If one were to ask market participants for opinions on U.S. equity market structure, the one guarantee is that nobody would call it optimal.

Beyond that, one could expect a wide range of perspectives, ranging from just a few tweaks are needed, all the way up to it’s time to tear it down and rebuild from scratch.

Early last year, Michael Lewis’s Flash Boys infamously called U.S. equity market structure ‘broken’, ruined by dens of nefarious high-frequency traders and their Wall Street enablers. But sensationalism aside, corporations continue to tap the stock market for capital, and end-user investors continue to build long-term investment plans around equities.

In other words, U.S. equity market structure functions at a reasonably high level, with room for improvement of course.

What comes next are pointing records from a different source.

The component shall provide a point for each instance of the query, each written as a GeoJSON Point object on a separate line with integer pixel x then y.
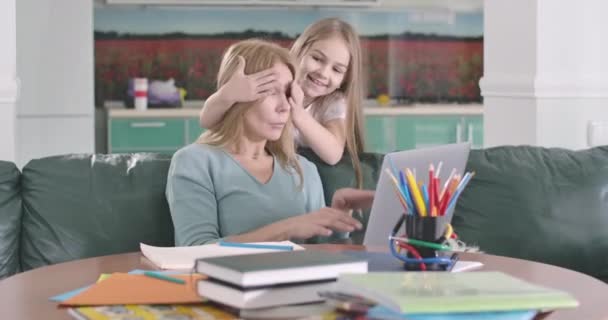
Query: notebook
{"type": "Point", "coordinates": [124, 288]}
{"type": "Point", "coordinates": [386, 209]}
{"type": "Point", "coordinates": [182, 258]}
{"type": "Point", "coordinates": [262, 297]}
{"type": "Point", "coordinates": [444, 292]}
{"type": "Point", "coordinates": [383, 261]}
{"type": "Point", "coordinates": [279, 267]}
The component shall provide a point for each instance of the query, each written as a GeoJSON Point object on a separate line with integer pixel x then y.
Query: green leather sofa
{"type": "Point", "coordinates": [548, 205]}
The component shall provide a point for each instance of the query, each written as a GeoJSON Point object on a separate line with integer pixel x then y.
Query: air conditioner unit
{"type": "Point", "coordinates": [302, 3]}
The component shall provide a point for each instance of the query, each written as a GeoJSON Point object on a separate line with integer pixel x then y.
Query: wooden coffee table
{"type": "Point", "coordinates": [25, 295]}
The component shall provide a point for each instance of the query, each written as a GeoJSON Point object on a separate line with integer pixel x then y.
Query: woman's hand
{"type": "Point", "coordinates": [320, 223]}
{"type": "Point", "coordinates": [346, 199]}
{"type": "Point", "coordinates": [246, 88]}
{"type": "Point", "coordinates": [296, 99]}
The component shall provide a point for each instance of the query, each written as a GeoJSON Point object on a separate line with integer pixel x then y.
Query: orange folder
{"type": "Point", "coordinates": [124, 288]}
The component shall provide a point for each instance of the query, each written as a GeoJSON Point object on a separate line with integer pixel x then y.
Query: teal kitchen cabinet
{"type": "Point", "coordinates": [145, 135]}
{"type": "Point", "coordinates": [193, 130]}
{"type": "Point", "coordinates": [418, 131]}
{"type": "Point", "coordinates": [473, 129]}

“Are we talking about making things incrementally better for people, or is the whole thing just completely broken? I think the general consensus is that it is not completely broken,” said Eric Noll, president and chief executive officer at agency brokerage ConvergEx Group. “Conceptually it sounds good that we should look at everything, but it seems unlikely that we’d go through a whole tear-down. So the real question is what needs fixing?”

Eric Noll, ConvergEx

Eric Noll, ConvergEx

“There are things that need work,” said Noll, a member of the U.S. Securities and Exchange Commission’s Equity Market Structure Advisory Committee. “For example, price discovery for small and mid-cap stocks; how do you guard against latency arbitrage; resiliency of market infrastructure; and, how do you give the end-user market participant primacy over market intermediaries?”

The SEC has stated that U.S. equity market structure is a regulatory priority. In June 2014, SEC Chair Mary Jo White rattled some cages when she proposed bolstering oversight of high-frequency traders and shining light on ‘dark’ trading venues, as part of a broader plan to enhance market structure. The agency has continued to beat the market-structure drum, and market participants and observers expect further steps to be announced as soon as this year.

But aside from the prevailing view — even espoused by Chair White — that equity market structure is not broken, there are other reasons to believe that remedies are more likely to take the form of tactical, one-off repairs, rather than a complete overhaul.

One reason is the limited bandwidth of the SEC itself. Many market participants say the top cop for U.S. securities markets has grown more savvy and nimble in recent years and it’s generally on the right track in terms of its broader initiatives. But, the SEC’s budget is tight and the agency still moves slowly amid rapidly evolving markets, so a comprehensive revamp could be obsolete by the time it’s finalized.

Additionally, recent press reports have cited former SEC officials as saying the regulator has become dysfunctional and increasingly gridlocked over the past few years, and earlier this month, outgoing SEC Commissioner Daniel Gallagher criticized what he perceived as the agency’s piecemeal approach.